If we would bring that back to just 3, that means we could install anything up to, all of that. But, if they came out with Alamofire version 4.0.0 and we still had a 3 here, we would not install that. The purpose of this is that if you specify an X.X version number, then they are assuming that any minor updates to that, a third .X in the version number, would not be anything that would break your app or force you to make a bunch of code changes. They might just include bug fixes or little tweaks. That sort of stuff. So this is great to use.


There are a couple other operators that you could use when working with versions in CocoaPods. I guess one option that we could have covered first is no operator at all. In this situation, CocoaPods is only going to install a version 3.4. We may even want to get more specific and say, only install version 3.4.1. That’s no operator.

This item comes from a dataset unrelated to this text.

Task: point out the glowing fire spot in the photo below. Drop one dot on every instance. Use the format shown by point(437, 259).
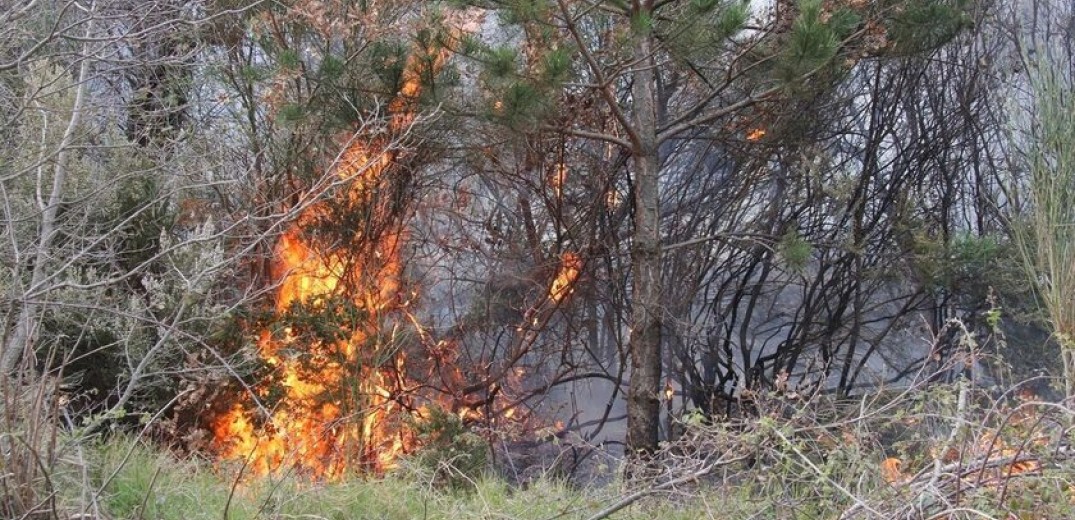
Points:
point(563, 285)
point(337, 399)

There’s also a few simpler logic operators. You could use greater than, I guess that was less than, greater than, both of those. Greater than or equal to. Or less than or equal to. What if version 3.4 of Alamofire only supported iOS 9? I’m just making this up, this isn’t true. I’m sure it supports versions before that. We want a version less than 3.4 so we can just use the less than operator. CocoaPods then will install the most recent version of Alamofire that is less than 3.4. If we said, less than or equal to, than as long as there’s a version 3.4, we’ll download that. If not, we’ll download the most recent version underneath. Same thing with greater than. Which is great.


In most cases, I have really only used the optimistic operator or just no operator. But I’m sure these other logic ones will come in plenty of handy for some people.